Sony's Rootkit Creates a Legal Fiasco

As if Celine Dion's voice wasn't bad enough, one of her albums poses a major security threat to computer users. When inserted in a PC, the CD installs an insidious piece of software known as a rootkit--an application that hackers typically use to implant viruses and trojans on victims' computers.

What's strange is that Sony BMG, the album's label, purposefully included the software, known as XCP, on nearly 20 of its titles. Developed by U.K.-based First 4 Internet, XCP does in fact protect CDs from illegal duplication. It disables the users ability to burn multiple copies of protected CDs and tracks users listening habits. However, it also enables Sony to secretly collect information about a computer user, opens a backdoor for hackers, can disable a computer's CD-ROM drive and causes a computer's hard drive to burnout in one-third of its normal lifespan.

"Sony was saying they used this technology to be a speed bump to piracy," says Cindy Cohn, legal director of the California-based Electronic Frontier Foundation (EFF), a digital consumer-advocacy group that has sued Sony over the damage the rootkit causes. "What they really put forth was a land mine."

With litigation pending in multiple jurisdictions, Sony is feeling the heat of the firestorm it created. Now the rest of the music industry sits poised, watching Sony's fiasco unfold to determine whether they can make use of the rootkit in their anti-piracy efforts.

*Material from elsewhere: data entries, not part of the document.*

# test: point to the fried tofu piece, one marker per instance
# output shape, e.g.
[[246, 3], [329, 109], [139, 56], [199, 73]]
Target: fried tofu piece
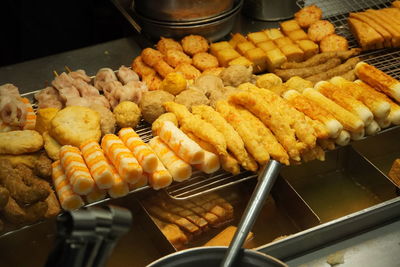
[[236, 39], [241, 61], [297, 35], [244, 46], [289, 26], [292, 52], [309, 48], [214, 47], [257, 37], [259, 58], [226, 55], [275, 58], [274, 33]]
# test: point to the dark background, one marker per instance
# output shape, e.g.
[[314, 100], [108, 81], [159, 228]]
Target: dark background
[[30, 29]]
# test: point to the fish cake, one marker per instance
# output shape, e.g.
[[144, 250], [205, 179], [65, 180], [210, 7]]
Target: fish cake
[[204, 61], [74, 125], [20, 142], [166, 44], [176, 57], [193, 44], [333, 43], [308, 15]]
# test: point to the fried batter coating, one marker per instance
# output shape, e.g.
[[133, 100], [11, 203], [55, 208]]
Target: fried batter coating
[[151, 56], [166, 44], [193, 44], [197, 126], [176, 57], [253, 142], [188, 71], [204, 61], [141, 68], [272, 116], [234, 142], [308, 15]]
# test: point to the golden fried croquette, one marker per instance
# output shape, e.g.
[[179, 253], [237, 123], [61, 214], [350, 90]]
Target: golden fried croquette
[[176, 57], [127, 114], [166, 44], [163, 68], [333, 43], [74, 125], [319, 29], [214, 71], [308, 15], [20, 142], [141, 68], [51, 146], [188, 71], [204, 61], [151, 56], [151, 104], [193, 44]]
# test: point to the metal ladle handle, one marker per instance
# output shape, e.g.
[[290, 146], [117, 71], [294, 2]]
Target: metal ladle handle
[[266, 180]]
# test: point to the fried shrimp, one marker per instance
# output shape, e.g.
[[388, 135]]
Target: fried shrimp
[[234, 142], [193, 44]]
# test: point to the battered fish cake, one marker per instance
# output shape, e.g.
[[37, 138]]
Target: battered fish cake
[[20, 142], [166, 44], [308, 15], [193, 44], [74, 125], [204, 61]]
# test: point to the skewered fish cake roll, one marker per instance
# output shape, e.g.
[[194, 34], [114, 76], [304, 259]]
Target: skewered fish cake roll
[[76, 170], [69, 200]]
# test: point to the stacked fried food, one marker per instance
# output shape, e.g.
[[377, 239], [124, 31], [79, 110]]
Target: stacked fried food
[[183, 221], [376, 29]]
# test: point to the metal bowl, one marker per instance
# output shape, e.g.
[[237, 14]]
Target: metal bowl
[[212, 28], [182, 10], [212, 257]]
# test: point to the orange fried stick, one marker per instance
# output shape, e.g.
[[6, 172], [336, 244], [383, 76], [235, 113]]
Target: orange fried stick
[[69, 200], [142, 152], [96, 161], [122, 158], [76, 170]]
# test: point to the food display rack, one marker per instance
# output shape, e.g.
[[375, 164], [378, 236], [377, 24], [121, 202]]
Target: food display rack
[[369, 151]]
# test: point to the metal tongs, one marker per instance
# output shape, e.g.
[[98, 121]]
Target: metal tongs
[[86, 237], [266, 180]]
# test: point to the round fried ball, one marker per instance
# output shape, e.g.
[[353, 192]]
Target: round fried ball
[[151, 104], [193, 44], [204, 61]]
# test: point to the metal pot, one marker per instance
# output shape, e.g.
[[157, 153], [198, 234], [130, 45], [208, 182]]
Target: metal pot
[[270, 10], [182, 10], [212, 257]]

"I am quite sure that the other record companies are sitting and watching to see what the fallout is of this and to see if this is something they can implement or if they should stay away from it," says Brad Gross, a partner at Becker & Poliakoff in Fort Lauderdale, Fla.

Keeping Watch

What these other companies will be watching is the mountain of litigation that began piling up in Sony's inbox less than a week after users discovered the rootkit. While Sony was trying to calm the media frenzy, plaintiffs' attorneys were gathering class action participants. Lawyers have filed suits in California, New York and Italy.

"You are starting to see a situation here where companies have to be careful not to promote their own IP rights to a level superior to that of the customer," says Scott Kamber, a New York attorney who represents a class of consumers who purchased CDs containing the rootkit. His complaint alleges that Sony violated the Federal Computer Fraud Law and committed common law trespass and common law fraud.

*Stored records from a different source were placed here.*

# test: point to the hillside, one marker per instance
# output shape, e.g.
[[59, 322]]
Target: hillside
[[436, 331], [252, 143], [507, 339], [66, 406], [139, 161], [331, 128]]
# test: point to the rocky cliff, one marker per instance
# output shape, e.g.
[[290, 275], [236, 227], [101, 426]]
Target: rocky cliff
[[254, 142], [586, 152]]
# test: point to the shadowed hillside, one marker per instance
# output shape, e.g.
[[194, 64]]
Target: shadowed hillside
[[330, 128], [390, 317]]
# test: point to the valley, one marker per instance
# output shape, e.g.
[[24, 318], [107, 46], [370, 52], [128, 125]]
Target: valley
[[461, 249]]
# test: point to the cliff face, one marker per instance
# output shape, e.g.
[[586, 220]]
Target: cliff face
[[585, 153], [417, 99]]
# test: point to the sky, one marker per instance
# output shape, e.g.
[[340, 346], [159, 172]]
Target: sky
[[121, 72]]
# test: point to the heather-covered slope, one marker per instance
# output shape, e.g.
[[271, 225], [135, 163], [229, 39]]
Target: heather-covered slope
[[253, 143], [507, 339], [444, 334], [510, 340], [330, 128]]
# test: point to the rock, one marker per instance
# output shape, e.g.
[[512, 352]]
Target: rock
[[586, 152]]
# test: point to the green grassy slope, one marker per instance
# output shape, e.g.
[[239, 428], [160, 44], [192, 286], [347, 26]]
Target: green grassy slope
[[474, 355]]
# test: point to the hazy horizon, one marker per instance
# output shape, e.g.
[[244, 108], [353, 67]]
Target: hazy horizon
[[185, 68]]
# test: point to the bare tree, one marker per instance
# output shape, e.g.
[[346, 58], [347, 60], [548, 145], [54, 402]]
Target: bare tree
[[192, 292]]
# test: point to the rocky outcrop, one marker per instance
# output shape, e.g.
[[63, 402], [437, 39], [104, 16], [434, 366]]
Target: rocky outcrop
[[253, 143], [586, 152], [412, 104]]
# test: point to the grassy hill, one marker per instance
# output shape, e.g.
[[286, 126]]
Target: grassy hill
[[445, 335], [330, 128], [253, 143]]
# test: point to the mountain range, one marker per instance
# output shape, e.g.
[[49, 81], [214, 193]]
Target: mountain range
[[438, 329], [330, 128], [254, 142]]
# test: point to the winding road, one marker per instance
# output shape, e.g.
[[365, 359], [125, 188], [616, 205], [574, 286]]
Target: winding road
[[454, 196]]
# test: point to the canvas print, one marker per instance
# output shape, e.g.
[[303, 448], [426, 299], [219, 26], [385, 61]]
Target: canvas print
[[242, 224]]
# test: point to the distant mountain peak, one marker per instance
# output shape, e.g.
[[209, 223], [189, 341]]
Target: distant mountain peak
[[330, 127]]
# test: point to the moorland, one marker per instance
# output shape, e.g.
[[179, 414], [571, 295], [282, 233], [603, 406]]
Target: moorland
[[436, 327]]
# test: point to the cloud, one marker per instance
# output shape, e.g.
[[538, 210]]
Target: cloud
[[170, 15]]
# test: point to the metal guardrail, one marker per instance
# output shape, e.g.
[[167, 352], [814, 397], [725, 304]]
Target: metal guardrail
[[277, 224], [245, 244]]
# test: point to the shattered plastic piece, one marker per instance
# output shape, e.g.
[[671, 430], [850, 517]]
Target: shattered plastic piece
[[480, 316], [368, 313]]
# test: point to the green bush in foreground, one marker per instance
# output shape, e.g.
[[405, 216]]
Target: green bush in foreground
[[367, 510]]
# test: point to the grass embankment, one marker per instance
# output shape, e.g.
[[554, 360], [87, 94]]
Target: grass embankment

The fact that the software relays information back to Sony about the user's listening habits and IP address also may create significant liabilities for Sony.

"If Sony's rootkit reports more specific information and transmits it back to Sony or performs some record-keeping function that crosses the line from protection to some privacy invasion, then Sony is going to have a problem," Gross says.

In addition to the consumer class actions, Texas' attorney general has filed suit alleging that Sony's use of XCP violates the state's anti-spyware law. The law allows the state to recover up to $100,000 in damages for each violation, of which the attorney general says there were thousands.

Despite Sony's legal troubles, the music and movie industries will still seek ways to use the powerful technology of the rootkit to protect their IP. As rootkit technology becomes more prevalent, companies need to take action to ensure that their computers do not become susceptible to the software's unintended effects.

Computer Rules

It is not only consumers who are worried about the dangers of rootkits. Any employee mindlessly popping an album into a company PC could potentially open the company up to massive liabilities. A chief concern is hackers taking advantage of these rootkits to steal and manipulate private company information.

"Hackers can use these systems to send spam or gather credit card information," says Sam Curry, vice president of security management at Computer Associates. "They also can rent out system as dedicated computer networks against the will of the user."

Rootkits create another cost to companies besides legal liability. Uninstalling rootkits is a challenging process, one that even a skilled IT technician may find difficult to do without damaging the system's hardware.

"When getting rid of a rootkit, in some cases the drives themselves are entirely disabled," Gross says. "So now you have a network going down because employees were doing seemingly harmless things. It's a lesson to be learned."

For most companies the simplest solution is to ban employees from playing CDs on their computers.

"Companies should not only list impermissible uses of office computers but also list permissible uses so that ambiguity is reduced," Gross says. "Employers really have to take an audit of what their computer usage policy says and how it can be improved."